How will reciprocal trade agreements influence future growth?
Agreements of Reciprocal Trade (ART) are emerging as a critical tool for developing nations to secure their position in the new GVC environment. Christine Y. Wan of PIIE argues that these agreements provide a structured framework for nations to lower trade barriers while aligning with international standards. By formalizing these partnerships, developing Asian economies can create a more predictable environment for foreign direct investment, which is essential as global firms look to relocate operations away from high-tariff jurisdictions.
Pro Tip: Monitoring Trade Policy
Investors and supply chain managers should track the expansion of regional trade pacts rather than just national trade policies. Regional agreements often provide the legal “cushion” that allows businesses to maintain operations even when bilateral relations between major powers remain tense.

Frequently Asked Questions
- Why are supply chains shifting away from China?

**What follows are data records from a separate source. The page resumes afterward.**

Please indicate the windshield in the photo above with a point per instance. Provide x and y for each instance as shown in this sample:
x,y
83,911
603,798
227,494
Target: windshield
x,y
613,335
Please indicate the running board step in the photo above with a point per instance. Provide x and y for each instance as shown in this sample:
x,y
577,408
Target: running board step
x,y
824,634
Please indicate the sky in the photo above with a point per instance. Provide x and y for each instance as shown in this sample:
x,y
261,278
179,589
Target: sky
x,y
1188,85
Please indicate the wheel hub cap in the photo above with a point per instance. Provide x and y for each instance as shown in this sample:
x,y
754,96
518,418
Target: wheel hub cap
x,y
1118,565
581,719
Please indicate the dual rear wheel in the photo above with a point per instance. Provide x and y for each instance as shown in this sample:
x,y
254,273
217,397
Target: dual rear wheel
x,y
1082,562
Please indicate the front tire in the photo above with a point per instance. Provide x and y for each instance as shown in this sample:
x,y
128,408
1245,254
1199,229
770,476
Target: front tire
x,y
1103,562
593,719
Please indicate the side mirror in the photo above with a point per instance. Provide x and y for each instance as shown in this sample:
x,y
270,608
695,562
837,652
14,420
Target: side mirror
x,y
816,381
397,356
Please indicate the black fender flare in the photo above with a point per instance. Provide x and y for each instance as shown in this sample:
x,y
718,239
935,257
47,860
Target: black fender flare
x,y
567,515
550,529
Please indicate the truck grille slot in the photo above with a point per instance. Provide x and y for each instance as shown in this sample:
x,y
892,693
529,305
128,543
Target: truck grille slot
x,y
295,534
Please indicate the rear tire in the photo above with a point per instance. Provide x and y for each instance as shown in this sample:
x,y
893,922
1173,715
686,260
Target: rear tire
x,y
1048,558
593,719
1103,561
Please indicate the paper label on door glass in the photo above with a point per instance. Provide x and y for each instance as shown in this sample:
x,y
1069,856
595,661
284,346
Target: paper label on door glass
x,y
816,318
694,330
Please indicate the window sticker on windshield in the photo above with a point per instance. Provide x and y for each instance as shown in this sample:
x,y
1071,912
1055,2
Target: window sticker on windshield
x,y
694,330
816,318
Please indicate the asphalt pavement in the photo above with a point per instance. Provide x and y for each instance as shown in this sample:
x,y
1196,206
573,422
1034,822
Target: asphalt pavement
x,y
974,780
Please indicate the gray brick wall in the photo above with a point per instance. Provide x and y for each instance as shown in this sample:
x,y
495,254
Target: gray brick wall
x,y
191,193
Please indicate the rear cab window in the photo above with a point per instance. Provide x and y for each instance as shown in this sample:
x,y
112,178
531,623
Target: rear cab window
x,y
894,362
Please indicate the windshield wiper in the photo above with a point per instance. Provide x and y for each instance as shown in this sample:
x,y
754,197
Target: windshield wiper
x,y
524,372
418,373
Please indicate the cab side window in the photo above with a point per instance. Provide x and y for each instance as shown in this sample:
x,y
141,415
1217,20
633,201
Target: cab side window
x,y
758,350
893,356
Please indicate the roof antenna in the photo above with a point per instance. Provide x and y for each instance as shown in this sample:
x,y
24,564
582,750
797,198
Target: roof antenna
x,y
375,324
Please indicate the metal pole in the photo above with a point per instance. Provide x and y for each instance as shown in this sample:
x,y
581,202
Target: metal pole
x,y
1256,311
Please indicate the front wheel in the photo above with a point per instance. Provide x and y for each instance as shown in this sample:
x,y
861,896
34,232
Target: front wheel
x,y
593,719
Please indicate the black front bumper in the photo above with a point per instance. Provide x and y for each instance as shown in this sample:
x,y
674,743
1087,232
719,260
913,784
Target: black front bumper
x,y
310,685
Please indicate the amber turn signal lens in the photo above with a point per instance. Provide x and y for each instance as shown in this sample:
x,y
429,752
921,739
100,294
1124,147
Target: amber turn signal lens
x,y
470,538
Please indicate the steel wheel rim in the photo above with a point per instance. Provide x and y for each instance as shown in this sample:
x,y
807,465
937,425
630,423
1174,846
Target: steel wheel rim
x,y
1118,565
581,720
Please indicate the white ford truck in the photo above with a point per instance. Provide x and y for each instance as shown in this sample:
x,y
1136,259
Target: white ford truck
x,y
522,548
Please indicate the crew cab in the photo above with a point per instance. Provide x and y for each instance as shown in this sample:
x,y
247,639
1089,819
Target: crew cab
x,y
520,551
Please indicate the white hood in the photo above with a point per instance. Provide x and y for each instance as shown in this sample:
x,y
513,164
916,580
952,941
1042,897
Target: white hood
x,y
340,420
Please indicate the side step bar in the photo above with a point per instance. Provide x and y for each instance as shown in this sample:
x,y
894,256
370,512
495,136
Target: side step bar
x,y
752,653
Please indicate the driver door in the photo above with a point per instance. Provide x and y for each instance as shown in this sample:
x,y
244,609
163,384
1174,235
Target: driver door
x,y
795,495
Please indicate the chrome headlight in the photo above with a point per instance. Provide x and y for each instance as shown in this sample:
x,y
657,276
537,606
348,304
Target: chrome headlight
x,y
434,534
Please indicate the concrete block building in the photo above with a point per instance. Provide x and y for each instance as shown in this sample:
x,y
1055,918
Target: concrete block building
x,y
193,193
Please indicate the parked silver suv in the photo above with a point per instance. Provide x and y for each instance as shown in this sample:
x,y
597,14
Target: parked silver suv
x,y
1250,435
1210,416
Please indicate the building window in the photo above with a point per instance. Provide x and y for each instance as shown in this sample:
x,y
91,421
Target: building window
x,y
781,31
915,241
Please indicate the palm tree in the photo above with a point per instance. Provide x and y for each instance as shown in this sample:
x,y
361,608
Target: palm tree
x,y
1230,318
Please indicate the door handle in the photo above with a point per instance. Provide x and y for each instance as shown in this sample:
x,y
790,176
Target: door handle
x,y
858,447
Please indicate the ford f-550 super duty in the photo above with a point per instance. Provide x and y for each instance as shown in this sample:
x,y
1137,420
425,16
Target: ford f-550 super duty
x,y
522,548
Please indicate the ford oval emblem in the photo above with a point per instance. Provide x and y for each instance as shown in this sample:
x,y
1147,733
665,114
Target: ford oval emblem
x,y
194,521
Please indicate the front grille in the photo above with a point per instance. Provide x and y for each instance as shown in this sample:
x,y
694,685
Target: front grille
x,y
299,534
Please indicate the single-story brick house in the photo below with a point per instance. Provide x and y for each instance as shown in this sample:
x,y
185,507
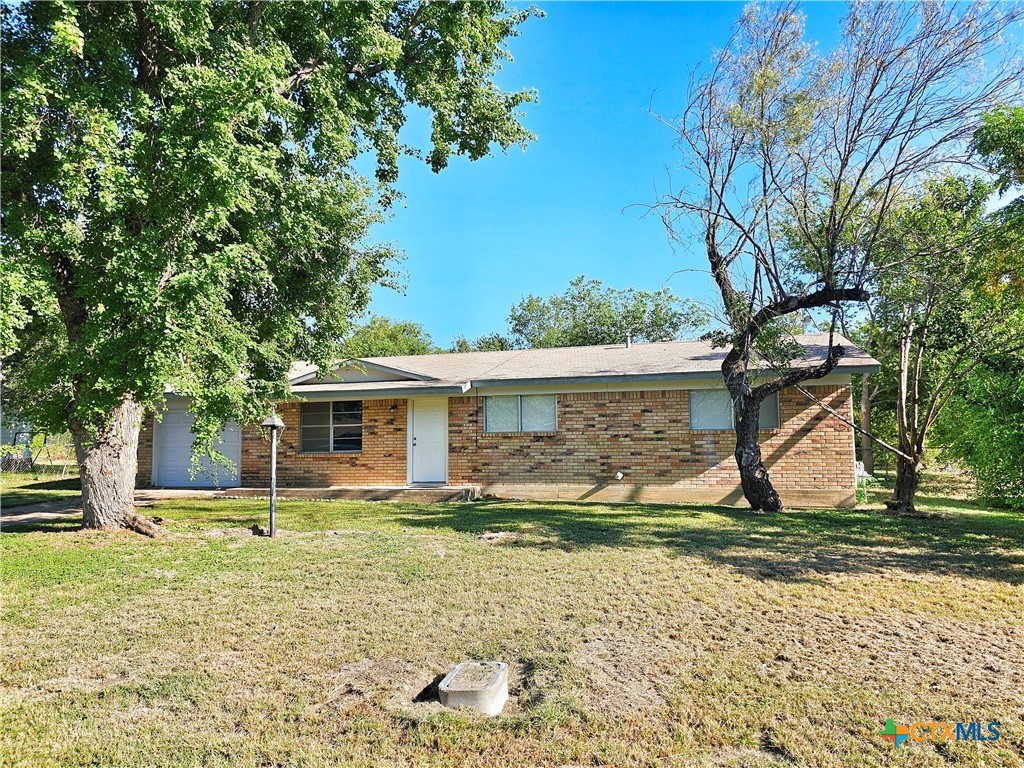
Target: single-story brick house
x,y
640,422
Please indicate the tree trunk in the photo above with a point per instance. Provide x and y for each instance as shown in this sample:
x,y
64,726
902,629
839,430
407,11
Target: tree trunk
x,y
753,475
866,444
107,460
907,478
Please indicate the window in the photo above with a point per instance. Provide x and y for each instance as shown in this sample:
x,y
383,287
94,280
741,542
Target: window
x,y
331,427
527,413
712,409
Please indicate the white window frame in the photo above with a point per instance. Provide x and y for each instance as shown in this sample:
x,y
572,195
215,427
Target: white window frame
x,y
732,416
519,430
331,427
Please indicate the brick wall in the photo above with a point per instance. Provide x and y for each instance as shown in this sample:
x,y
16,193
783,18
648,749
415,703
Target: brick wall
x,y
643,434
646,436
382,461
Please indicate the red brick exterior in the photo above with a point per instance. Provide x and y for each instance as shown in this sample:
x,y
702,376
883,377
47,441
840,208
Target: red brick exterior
x,y
645,435
382,461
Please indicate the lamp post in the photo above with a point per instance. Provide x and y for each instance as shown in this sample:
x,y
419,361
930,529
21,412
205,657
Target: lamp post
x,y
273,423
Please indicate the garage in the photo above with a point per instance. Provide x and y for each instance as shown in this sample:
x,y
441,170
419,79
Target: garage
x,y
172,451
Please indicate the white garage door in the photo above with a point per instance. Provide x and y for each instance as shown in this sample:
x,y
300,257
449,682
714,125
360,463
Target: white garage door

According to PIIE research, firms are increasingly prioritizing supply chain resilience and risk mitigation in response to US trade protectionism and geopolitical fragmentation. - What is a “connector country”?
These are developing nations, often in Southeast Asia, that serve as intermediaries in global trade, absorbing manufacturing tasks that are being offshored from larger economies like China. - What is the biggest challenge for developing countries?
As noted by the Asian Development Bank, the primary challenge is the need to upgrade domestic industrial capabilities and infrastructure to move up the value chain.